Nos  dirigimos à administração do cemitério, com a papelada cuidadosamente preparada para se entrar com o pedido. Depois de um longo atendimento, para conferência dos documentos, o funcionário que nos atendia falou: tudo pronto,  podemos agora mesmo fazer a exumação de sua mãe e, em seguida, já transportamos as quatro caixinhas com os ossos para o outro mausoléu. Mas agora?- lhe respondi eu. Temo que a caminhada seja um tanto longa, vamos ter de cruzar o cemitério duas vezes. E aquela rampa? Os meus joelhos estão fortes, mas não quero inaugurá-lo logo hoje. Meus exames estão bons, pratico atividade física, escrevo… O senhor  fique tranquilo, um carro os conduzirá por todo o trajeto. Um carro? Eis que outro rapaz aparece, nos chamando para o passeio. Fiquei perplexo: se tratava de um carrinho sim, penso que o usado no golfe, movimentado por pedaladas, uma parte coberta com um toldo, com dois lugares, a outra, traseira, com dois lugares também, esta com segurança menor. E lá fomos nós, passeando pelas alamedas dos espaços , cada vez mais estreitos,entre o jazigos. Deu para constatar que o campo santo (ih, não gosto do nome),  sob nova administração, estava bem mais cuidado: limpo, com muitas flores por todo o trajeto. Não está correndo muito?- indaguei.  Só com aceno de cabeça, o jovem, na direção, me fez ver que não. Ao nos aproximar da rampa: dá para o carro subir com quatro pessoas? De novo, na sua linguagem gestual, exibia total segurança. Subida convicta, até o jazigo.

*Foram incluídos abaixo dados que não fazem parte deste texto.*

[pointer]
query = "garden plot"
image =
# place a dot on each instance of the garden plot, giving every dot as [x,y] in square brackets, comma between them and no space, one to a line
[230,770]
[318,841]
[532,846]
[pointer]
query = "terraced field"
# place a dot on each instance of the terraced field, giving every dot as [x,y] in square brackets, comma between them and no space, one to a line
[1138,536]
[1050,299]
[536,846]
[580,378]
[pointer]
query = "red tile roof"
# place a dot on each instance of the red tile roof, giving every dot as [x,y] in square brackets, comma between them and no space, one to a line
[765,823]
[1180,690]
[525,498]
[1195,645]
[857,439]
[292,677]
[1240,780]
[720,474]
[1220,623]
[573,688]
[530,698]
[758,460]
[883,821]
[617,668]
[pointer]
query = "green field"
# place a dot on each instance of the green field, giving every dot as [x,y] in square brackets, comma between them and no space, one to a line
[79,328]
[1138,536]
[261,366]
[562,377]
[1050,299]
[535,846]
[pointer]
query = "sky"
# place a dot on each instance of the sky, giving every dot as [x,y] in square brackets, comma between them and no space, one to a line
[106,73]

A exumação se fez num instante e logo  logo  eis quatro caixas em outro carro para a  travessia, em roteiro oposto. O rapaz e  outro funcionário, já  com alguma idade, trabalhavam com uma destreza impensável. Os músculos do jovem se sobressaíam. Aquele trabalho era a sua academia de musculação.

Os dois carros partiam, por caminhos diferentes, para o outro lado do cemitério. Aquele passeio me fazia ter uma panorâmica do local favorável. Se o campo é santo, não sei, mas que é vistoso, lá isto é. E sem, ainda! , engarrafamentos de trânsito. Até que não é um local tão fúnebre assim, refletia. Não creio que nossa passagem no carrinho fosse notada por alguém de algum morador destas residências. Mas quem pode garantir? Observa-se facilmente que há as residências dos ricos, dos de classe média e dos pobres. A separação social persiste. Chegamos ao novo mausoléu bem rápido. Logo depois chegava o outro carro. Aberto o jazigo, com a experiência acumulada pelos empregados, em pouquíssimo tempo estava tudo terminado. Novo enterro da família e posse de outra morada. A minha certamente. Mas, o passeio no carro não tinha ainda findado: fomos nele até à porta do cemitério, ainda a uma boa distância. Delicadeza até o fim.

Certamente, percorrer tão longa distância naquele carro, embora trêfego, amenizara minha tensão, meu sofrimento sim, ainda que  me reavivasse mais fortemente em mim a sempre repetida precariedade da vida, de que, a cada passo, nos esquecemos, desgastando-nos com cada minúscula pedrinha em nossa curta trajetória, tornando-a, assim, também, além de curta, pequena.